Varun Gadey (University of Würzburg), Melanie Goetz (University of Würzburg), Christoph Sendner (University of Würzburg), Sampo Sovio (Huawei Technologies), Alexandra Dmitrienko (University of Wuerzburg)

Modern systems increasingly rely on Trusted Execution Environments (TEEs), such as Intel SGX and ARM TrustZone, to securely isolate sensitive code and reduce the Trusted Computing Base (TCB).
However, identifying the precise regions of code especially those involving cryptographic logic that should reside within a TEE remains challenging, as it requires deep manual inspection and is not supported by automated tools yet. To solve this open problem, we propose LLM based Code Annotation Logic (LLM-CAL), a tool that automates the identification of security-sensitive code regions at scale by leveraging most recent and advanced Large Language Models (LLMs). Our approach leverages foundational LLMs (Gemma-2B, CodeGemma-2B, and LLaMA-7B), which we fine-tuned using a newly collected and manually labeled dataset of over 4,000 C source files. We encode local context features, global semantic information, and structural metadata into compact input sequences that guide the model in capturing subtle patterns of security sensitivity in code.
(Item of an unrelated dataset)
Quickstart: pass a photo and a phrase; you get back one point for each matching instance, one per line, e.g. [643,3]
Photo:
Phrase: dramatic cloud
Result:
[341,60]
The fine-tuning process is based on quantized LoRA—a parameter-efficient technique that introduces lightweight, trainable adapters into the LLM architecture. To support practical deployment, we developed a scalable pipeline for data preprocessing and inference. LLM-CAL achieves an F1 score of 98.40% and a recall of 97.50% in identifying sensitive and non-sensitive code. It represents the first effort to automate the annotation of cryptographic security-sensitive code for TEE-enabled platforms, aiming to minimize the Trusted Computing Base (TCB) and optimize TEE usage to enhance overall system security.